Electronic – Firmware reliability for over temperature detection

embeddedreliability

I am speaking about an industrial equipment that is generating gas. It is under certification test (CE marking) IEC 61010 in a third party lab.

In the device there is an over temperature detection mechanism, which is aimed at stopping the device. Here is how it works:

  • Temperature sensor (LM335)
  • A uC is reading the temperature every seconds
  • After reading it compares its value with a hardcoded threshold, and if temperature is over the threshold, it raises the alarms and launches the stop procedure.
  • In a couple of seconds it goes in stand-by mode.
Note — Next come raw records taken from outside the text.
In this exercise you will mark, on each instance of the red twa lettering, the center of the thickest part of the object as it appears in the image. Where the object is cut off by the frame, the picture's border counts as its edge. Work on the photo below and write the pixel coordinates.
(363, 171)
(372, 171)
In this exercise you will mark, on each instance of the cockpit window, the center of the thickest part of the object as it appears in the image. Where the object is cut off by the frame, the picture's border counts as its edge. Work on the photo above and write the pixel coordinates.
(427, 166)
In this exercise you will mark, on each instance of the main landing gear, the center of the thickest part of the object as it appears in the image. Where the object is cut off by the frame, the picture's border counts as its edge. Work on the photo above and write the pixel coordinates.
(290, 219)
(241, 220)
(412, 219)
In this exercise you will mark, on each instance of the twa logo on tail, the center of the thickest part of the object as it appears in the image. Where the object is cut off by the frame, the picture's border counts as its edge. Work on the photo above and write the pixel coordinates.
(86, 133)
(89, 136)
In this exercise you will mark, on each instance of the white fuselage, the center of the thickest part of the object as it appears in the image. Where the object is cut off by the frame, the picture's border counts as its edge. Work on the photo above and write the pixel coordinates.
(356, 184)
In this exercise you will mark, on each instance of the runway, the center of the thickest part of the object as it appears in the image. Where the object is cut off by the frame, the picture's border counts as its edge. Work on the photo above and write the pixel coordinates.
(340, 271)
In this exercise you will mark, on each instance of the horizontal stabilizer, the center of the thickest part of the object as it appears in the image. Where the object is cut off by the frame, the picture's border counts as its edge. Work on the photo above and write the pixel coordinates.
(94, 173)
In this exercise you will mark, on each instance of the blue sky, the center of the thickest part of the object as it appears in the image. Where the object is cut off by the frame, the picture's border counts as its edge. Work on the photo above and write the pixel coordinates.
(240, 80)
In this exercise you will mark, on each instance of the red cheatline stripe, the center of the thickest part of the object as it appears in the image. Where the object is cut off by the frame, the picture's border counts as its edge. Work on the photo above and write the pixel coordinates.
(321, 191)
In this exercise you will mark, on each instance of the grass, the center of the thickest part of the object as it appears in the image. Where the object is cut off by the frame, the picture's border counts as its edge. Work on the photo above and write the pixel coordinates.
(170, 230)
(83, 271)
The lab making the certification tests tells us that it since the over temperature detection is made by mean of software, it is not reliable. And because it is not reliable, it is not compliant with CE Marking.

They also add that "It is considered by the testing labs that a software is all but a reliable component. Non exhaustive list: infinite loops, data corruption, EMC perturbation …"

It sounds completely extrapolated to me.

Is the testing labe right? Are software/firmware considered as not reliable?
If no, how shall I prove the lab that we designed our firmware component to be reliable?

Best Answer

Yes, they're 100% correct.

Safety-critical software/firmware and system design requires special considerations. You may find it worthwhile to sidestep the issue by using an approved mechanical over temperature limit as a safety, and the software limit becomes a kind of toy- if it works, it prevents the thermal fuse or whatever from failing, if doesn't nobody dies. That would probably be my recommendation if I was designing such a system. An analog sensor such as the LM335 could be fed in parallel to a comparator as well as your digital stuff, which would be way easier to certify, but as I said it might be easier to just insert an approved thermal cutoff in the power circuit and be done with it.

enter image description here

It makes sense to certify software in high-volume products such as garage door controllers, gas burner purge and ignition control systems and so on where you cannot easily side-step the safety issues, or in low-volume high price systems such as industrial or transportation controls, but in a low-volume relatively inexpensive system it probably makes sense to minimize the NRE costs.

UL1998 is one standard that I have some familiarity with, you may find this UL page useful- it has pointers to some of the IEC standards, of which one or another is probably applicable in your particular situation.

Lots of things can go wrong with the execution of firmware- and there are ways to reduce the likelihood of disaster- programming unused memory with jumps to cold-start, checking all kinds of stuff before blindly kicking a Watchdog Timer (WDT) (most people know to use a WDT, but it's not usually used to best effect), refreshing internal locations and external ports regularly instead of assuming they always will remain unperturbed. That's just a few things.. there are more.